O fato de o mandatário da república ter sido flagrado em uma
conversa com indícios de crimes graves chega a ser ridículo como este “pouco”
para esclarecer o empenho dos Marinho. Não nos esqueçamos: a conversa gravada
entre Joesley e Temer não foi espontânea, e sim fruto de uma ação orquestrada
para produzir provas, confirmando o já anunciado nas conversas e tratativas do
empresário com procuradores e juízes. Parafraseando Sérgio Machado, é
impossível a Globo não saber “dos esquemas do Temer”, antes mesmo da campanha
contra Dilma: tratou-se apenas do timing certo para retirar um dos pés de apoio
do agora acusado como chefe da pior quadrilha criminosa do Brasil.

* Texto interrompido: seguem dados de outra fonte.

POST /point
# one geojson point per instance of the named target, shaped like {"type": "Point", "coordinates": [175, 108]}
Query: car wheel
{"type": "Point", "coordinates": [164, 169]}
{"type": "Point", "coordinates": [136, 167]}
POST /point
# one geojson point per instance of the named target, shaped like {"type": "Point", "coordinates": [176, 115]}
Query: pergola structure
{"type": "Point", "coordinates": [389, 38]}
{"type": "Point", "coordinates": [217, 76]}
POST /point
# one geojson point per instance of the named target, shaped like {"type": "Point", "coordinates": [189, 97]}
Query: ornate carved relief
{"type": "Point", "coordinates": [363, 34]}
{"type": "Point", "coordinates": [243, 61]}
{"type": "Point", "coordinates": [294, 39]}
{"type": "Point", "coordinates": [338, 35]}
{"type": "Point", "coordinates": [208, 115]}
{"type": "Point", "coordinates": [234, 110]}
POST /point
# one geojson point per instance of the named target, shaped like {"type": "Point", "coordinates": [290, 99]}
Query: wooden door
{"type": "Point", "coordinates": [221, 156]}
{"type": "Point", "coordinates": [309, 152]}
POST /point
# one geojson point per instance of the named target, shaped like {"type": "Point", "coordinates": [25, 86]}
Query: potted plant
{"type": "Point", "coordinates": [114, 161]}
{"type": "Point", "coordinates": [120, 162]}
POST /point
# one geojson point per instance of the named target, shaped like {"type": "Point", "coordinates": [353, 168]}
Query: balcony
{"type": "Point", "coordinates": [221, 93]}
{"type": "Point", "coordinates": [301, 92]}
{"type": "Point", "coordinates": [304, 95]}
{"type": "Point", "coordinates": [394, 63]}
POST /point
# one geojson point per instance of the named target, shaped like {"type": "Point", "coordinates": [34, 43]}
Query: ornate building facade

Considerando ser a fragilidade do governo federal um grande
empecilho para não apenas a celeridade, mas até mesmo à própria aprovação das
reformas trabalhista e previdenciária, o empenho político da Globo seria
contraditório. Inicialmente, esse paradoxo seria desfeito ao se assumir sua
intenção de trocar Michel temer por alguém do PSDB, mas não é de hoje que os
principais nomes do partido estão gravemente atingidos por denúncias de
corrupção e desvio de dinheiro público. Faria pouco sentido armar toda esta a
ação combativa com o propósito de catapultar João Dória ao Palácio do Planalto,
considerando sua pouca experiência administrativa, ausência de fatos capazes de
engrandecer sua imagem, pouquíssimo carisma popular, baixíssima
representatividade eleitoral no nordeste etc.
Em suma: falta algum elemento propositivo a compensar a instabilidade
política e a deslegitimação de um governo até agora completamente orientado a
cumprir os objetivos do grande empresariado, cujo principal porta-voz são as
organizações Globo.
A única resposta viável me parece ser o desejo de apoiar Jair
Bolsonaro à presidência da república. A história política, pelo menos desde o
início do século XX, tem exemplos fartos de a extrema direita ser tomada como “solução”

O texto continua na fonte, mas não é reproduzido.